Paul McCartney Producer Describes Anxiety of Suggesting Edits to a Beatle
By Andrew Magnotta
July 5, 2018
You think you're a producer to the stars, you think you've made hits, you think you know how to put a song together...and then a former Beatle walks into your studio.
It was a moment Greg Kurstin probably knew would happen for months before his first sessions with Paul McCartney, but nothing could really prepare him for the moment he would suggest an edit to a new tune by arguably the greatest songwriter of the 20th Century.
Kurstin produced McCartney's upcoming Egypt Station album — a project he worked on over about two years at several locations, including Abbey Road Studios in London. While the multi-time Grammy-winner boasted an impressive resumé of hits with the likes of Adele, Sia, Foo Fighters and others prior to getting the job with Sir Paul, for a lifelong Beatles fan like Kurstin this was an opportunity he never imagined he would have.
"It is strange," Kurstin told Rolling Stone in a new interview of making suggestions to McCartney, "but I know that's what he really wants from me. I just have to take a breath and sometimes it might not go over very well, but he was always really cool."
That doesn't mean McCartney was always open to suggestions. Kurstin continued saying that sometimes the singer would appear to ignore his feedback altogether. Eventually he would come around, though.
"I don't remember [a specific instance], but I remember him just sort of carrying on, and I'm wondering 'Did he hear me?' Then maybe half an hour would go by and I'd say, 'Hey, Paul, what about that idea I mentioned a little while ago. He said, 'Oh, I heard you. I was just pretending to ignore you.' We'd just laugh about it."
McCartney did try implementing Kurstin's suggestions. The producer described the relief at being heard by McCartney.
"I'd be like, 'Wow, okay.' I thought I failed miserably with the idea, but he came back to it and really tried.
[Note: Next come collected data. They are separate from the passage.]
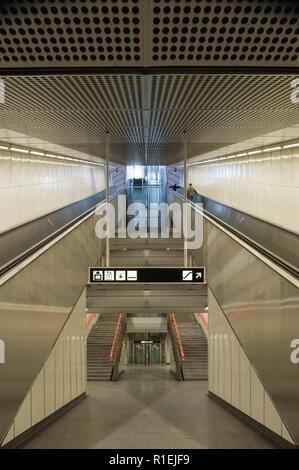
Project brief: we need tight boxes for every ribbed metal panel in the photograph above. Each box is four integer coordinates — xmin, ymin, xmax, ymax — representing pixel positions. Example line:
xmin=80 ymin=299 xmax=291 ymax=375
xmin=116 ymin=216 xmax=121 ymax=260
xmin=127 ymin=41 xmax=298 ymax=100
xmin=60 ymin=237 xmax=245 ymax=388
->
xmin=1 ymin=72 xmax=298 ymax=163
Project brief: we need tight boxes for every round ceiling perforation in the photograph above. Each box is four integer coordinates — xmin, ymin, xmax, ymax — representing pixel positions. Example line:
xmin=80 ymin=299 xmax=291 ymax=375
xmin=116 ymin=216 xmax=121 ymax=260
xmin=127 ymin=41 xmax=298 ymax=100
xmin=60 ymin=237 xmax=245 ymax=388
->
xmin=0 ymin=0 xmax=144 ymax=67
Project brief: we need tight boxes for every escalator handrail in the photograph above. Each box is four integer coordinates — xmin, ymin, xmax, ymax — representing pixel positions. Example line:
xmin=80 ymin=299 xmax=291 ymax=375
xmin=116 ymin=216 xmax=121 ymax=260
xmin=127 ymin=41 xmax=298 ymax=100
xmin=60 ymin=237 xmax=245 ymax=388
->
xmin=0 ymin=187 xmax=125 ymax=278
xmin=170 ymin=189 xmax=299 ymax=279
xmin=170 ymin=313 xmax=185 ymax=362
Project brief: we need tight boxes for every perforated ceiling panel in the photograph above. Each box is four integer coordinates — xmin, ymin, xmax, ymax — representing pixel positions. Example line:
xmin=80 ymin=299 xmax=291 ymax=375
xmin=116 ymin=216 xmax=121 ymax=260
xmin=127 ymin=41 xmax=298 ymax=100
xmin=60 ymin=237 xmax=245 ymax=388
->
xmin=149 ymin=0 xmax=299 ymax=67
xmin=0 ymin=0 xmax=144 ymax=67
xmin=1 ymin=73 xmax=298 ymax=164
xmin=0 ymin=0 xmax=298 ymax=69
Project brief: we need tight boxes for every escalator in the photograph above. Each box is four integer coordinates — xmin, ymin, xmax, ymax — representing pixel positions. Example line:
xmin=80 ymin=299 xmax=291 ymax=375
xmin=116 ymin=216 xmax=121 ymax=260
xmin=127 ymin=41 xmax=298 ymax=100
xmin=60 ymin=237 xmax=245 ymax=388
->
xmin=169 ymin=188 xmax=299 ymax=446
xmin=87 ymin=313 xmax=126 ymax=381
xmin=168 ymin=313 xmax=208 ymax=381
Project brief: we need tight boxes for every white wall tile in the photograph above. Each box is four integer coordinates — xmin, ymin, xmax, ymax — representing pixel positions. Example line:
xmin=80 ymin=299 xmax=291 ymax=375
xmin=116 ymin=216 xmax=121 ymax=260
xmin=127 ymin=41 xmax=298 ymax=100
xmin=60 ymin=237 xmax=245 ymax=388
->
xmin=0 ymin=150 xmax=106 ymax=232
xmin=240 ymin=348 xmax=251 ymax=416
xmin=282 ymin=423 xmax=295 ymax=445
xmin=63 ymin=328 xmax=71 ymax=405
xmin=231 ymin=335 xmax=240 ymax=409
xmin=44 ymin=350 xmax=55 ymax=417
xmin=2 ymin=424 xmax=14 ymax=446
xmin=264 ymin=392 xmax=282 ymax=436
xmin=31 ymin=369 xmax=45 ymax=426
xmin=70 ymin=326 xmax=78 ymax=400
xmin=188 ymin=145 xmax=297 ymax=233
xmin=55 ymin=335 xmax=64 ymax=410
xmin=250 ymin=367 xmax=264 ymax=424
xmin=14 ymin=393 xmax=31 ymax=437
xmin=2 ymin=287 xmax=88 ymax=446
xmin=223 ymin=327 xmax=232 ymax=404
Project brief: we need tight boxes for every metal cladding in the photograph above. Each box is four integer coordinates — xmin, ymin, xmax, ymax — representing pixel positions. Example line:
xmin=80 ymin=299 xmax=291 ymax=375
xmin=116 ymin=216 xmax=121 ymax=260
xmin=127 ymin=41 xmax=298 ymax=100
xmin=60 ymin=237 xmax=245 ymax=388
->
xmin=0 ymin=0 xmax=298 ymax=68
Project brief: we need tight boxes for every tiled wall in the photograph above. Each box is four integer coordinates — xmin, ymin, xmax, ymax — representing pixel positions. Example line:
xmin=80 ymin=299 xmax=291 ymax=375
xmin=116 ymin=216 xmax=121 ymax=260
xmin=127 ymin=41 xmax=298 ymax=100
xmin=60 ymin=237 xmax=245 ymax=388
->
xmin=2 ymin=289 xmax=87 ymax=446
xmin=208 ymin=287 xmax=295 ymax=445
xmin=0 ymin=148 xmax=105 ymax=233
xmin=188 ymin=147 xmax=299 ymax=233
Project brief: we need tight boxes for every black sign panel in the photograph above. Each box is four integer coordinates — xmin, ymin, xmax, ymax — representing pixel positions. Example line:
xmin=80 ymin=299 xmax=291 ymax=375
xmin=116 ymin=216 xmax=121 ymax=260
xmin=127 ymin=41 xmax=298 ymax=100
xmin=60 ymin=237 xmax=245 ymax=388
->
xmin=89 ymin=267 xmax=205 ymax=284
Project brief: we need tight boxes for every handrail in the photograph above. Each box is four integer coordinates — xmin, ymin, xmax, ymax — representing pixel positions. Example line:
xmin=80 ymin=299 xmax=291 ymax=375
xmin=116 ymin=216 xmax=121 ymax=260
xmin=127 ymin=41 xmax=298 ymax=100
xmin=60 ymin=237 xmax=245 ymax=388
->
xmin=0 ymin=186 xmax=126 ymax=279
xmin=169 ymin=188 xmax=298 ymax=279
xmin=198 ymin=312 xmax=208 ymax=330
xmin=109 ymin=313 xmax=123 ymax=363
xmin=170 ymin=313 xmax=185 ymax=362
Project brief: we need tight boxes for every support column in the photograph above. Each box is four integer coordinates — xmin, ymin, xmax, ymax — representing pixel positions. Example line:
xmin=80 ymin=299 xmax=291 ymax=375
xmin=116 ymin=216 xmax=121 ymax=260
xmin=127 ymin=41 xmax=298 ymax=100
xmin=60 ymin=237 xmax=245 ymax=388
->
xmin=183 ymin=132 xmax=188 ymax=267
xmin=106 ymin=132 xmax=110 ymax=267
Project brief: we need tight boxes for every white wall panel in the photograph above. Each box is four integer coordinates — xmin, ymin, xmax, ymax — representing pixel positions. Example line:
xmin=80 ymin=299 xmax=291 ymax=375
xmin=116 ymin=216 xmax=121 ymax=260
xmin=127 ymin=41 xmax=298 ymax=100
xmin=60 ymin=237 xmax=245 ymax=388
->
xmin=55 ymin=335 xmax=64 ymax=411
xmin=223 ymin=326 xmax=232 ymax=405
xmin=14 ymin=393 xmax=31 ymax=438
xmin=70 ymin=326 xmax=78 ymax=400
xmin=31 ymin=369 xmax=45 ymax=426
xmin=264 ymin=392 xmax=282 ymax=436
xmin=231 ymin=335 xmax=240 ymax=409
xmin=45 ymin=351 xmax=55 ymax=418
xmin=208 ymin=288 xmax=295 ymax=445
xmin=2 ymin=289 xmax=87 ymax=446
xmin=208 ymin=331 xmax=214 ymax=393
xmin=2 ymin=424 xmax=14 ymax=446
xmin=250 ymin=367 xmax=264 ymax=425
xmin=188 ymin=146 xmax=299 ymax=233
xmin=240 ymin=348 xmax=251 ymax=416
xmin=63 ymin=328 xmax=71 ymax=405
xmin=0 ymin=148 xmax=105 ymax=233
xmin=218 ymin=331 xmax=224 ymax=399
xmin=282 ymin=423 xmax=295 ymax=445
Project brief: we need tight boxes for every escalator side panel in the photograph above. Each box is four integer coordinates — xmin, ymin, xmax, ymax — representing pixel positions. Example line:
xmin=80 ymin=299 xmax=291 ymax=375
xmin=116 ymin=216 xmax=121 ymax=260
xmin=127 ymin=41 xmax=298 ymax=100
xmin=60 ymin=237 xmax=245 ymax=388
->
xmin=206 ymin=219 xmax=299 ymax=445
xmin=0 ymin=214 xmax=103 ymax=444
I think he's always listening, always absorbing."
While McCartney's touring band plays on the album, much of the instruments were recorded by McCartney himself, Kurstin says. He complimented how McCartney pushed himself as a songwriter on the new album.
The most surreal part of the whole endeavor was when Kurstin and McCartney spent some time recording at Abbey Road Studios.
"He's tell stories and you could visualize him and John [Lennon] and the band there as kids."
McCartney recently announced a handful of North American live dates in September.
Egypt Station is due out September 7 by Capitol Records.